Il note ainsi que, lors des interactions avec leur bébé, les pères :

  • vivent une modification hormonale semblable à celle des mères.
  • peuvent reconnaître leur enfant les yeux bandés, en touchant leurs mains, après seulement une heure de contact avec le nouveau-né.
  • ajustent leur manière de parler quand ils interagissent avec leur bébé, comme le font les mères.

Les recherches ont tenté de savoir si les mères étaient naturellement plus sensibles et réactives aux enfants que les pères. La conclusion est que le facteur principal qui explique les différences c’est la quantité de temps qui a été passé à interagir avec l’enfant ; d’autres facteurs, comme la santé mentale du parent, peuvent cependant entrer en ligne de compte. Plus le parent est engagé dans le soin au bébé, plus il devient sensible et réactif à ses signaux.

Travailler à plein temps n’empêche pas l’attachement

Il est cependant intéressant de noter que les bébés ne s’attachent pas uniquement aux personnes qui sont en charge de leurs soins mais s’attachent avec celles qui interagissent régulièrement avec eux. Le père ou la mère peuvent travailler à temps plein mais s’engager pleinement dans des interactions avec l’enfant lorsqu’ils sont ensemble et créer ainsi un fort lien d’attachement.

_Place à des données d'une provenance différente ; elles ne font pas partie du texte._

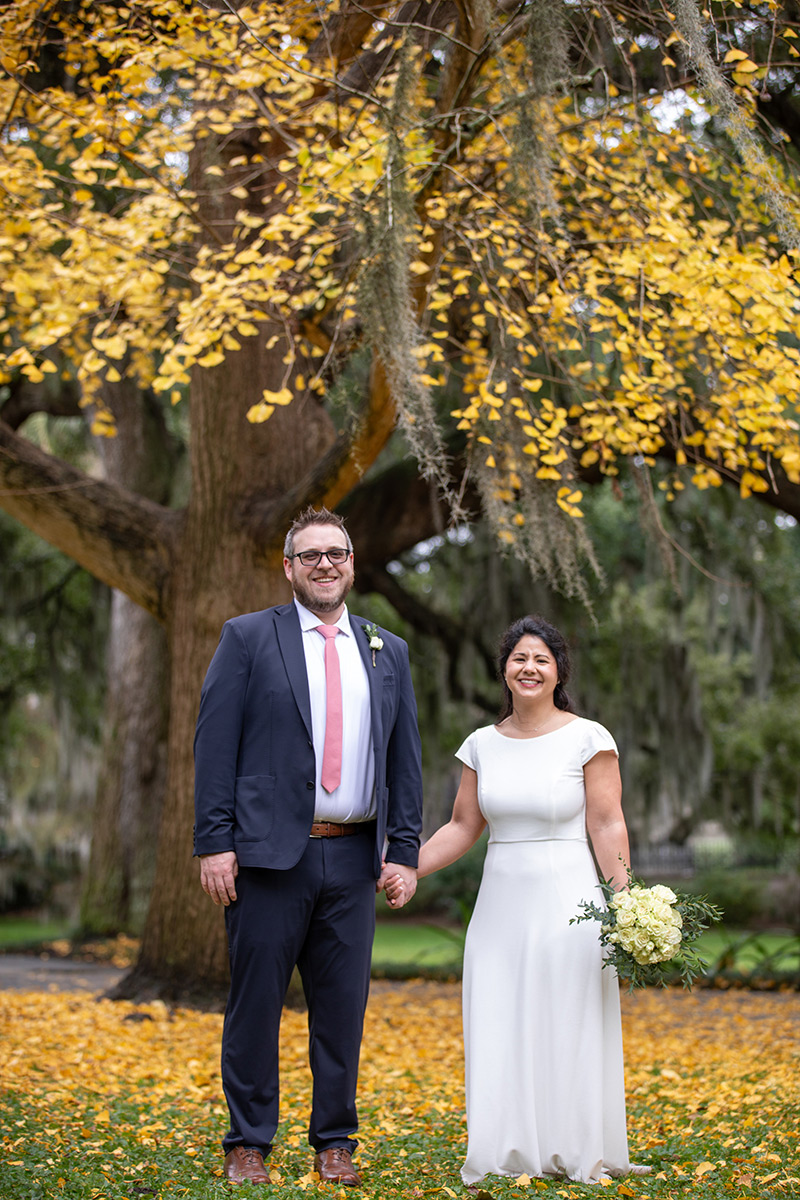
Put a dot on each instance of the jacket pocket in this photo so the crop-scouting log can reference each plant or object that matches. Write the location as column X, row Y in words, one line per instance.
column 253, row 808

Ces résultats soutiennent les efforts pour mettre en place un meilleur équilibre femmes-hommes dans le travail domestique et professionnel.  Ils vont aussi vers la mise en place d’un congé paternel adapté pour permettre la construction d’un lien solide avec l’enfant, tout en permettant à la mère de récupérer de la grossesse et de ne pas être gênée dans son parcours professionnel.

Ces résultats vont enfin dans le sens de l’alerte que nous portons régulièrement dans ce blog (voir ici ou ici) : l’arrangement dit « classique » dans lequel les enfants ne rencontrent l’un des parents, souvent leur père, qu’un week-end sur deux et la moitié des vacances devrait devenir « exceptionnel ». En effet, cet arrangement rend extrêmement difficile la construction ou le maintien des liens d’attachement avec les deux parents. Nous savons maintenant la dangerosité de cet arrangement pour les enfants et les adolescents.

L’arrangement dit « classique étendu » en offrant une occasion de rencontre toutes les semaines constitue une modalité déjà plus favorable. La résidence alternée égalitaire, quelle qu’en soit la modalité pratique, apparaît comme la modalité la plus profitable au développement des enfants et adolescents.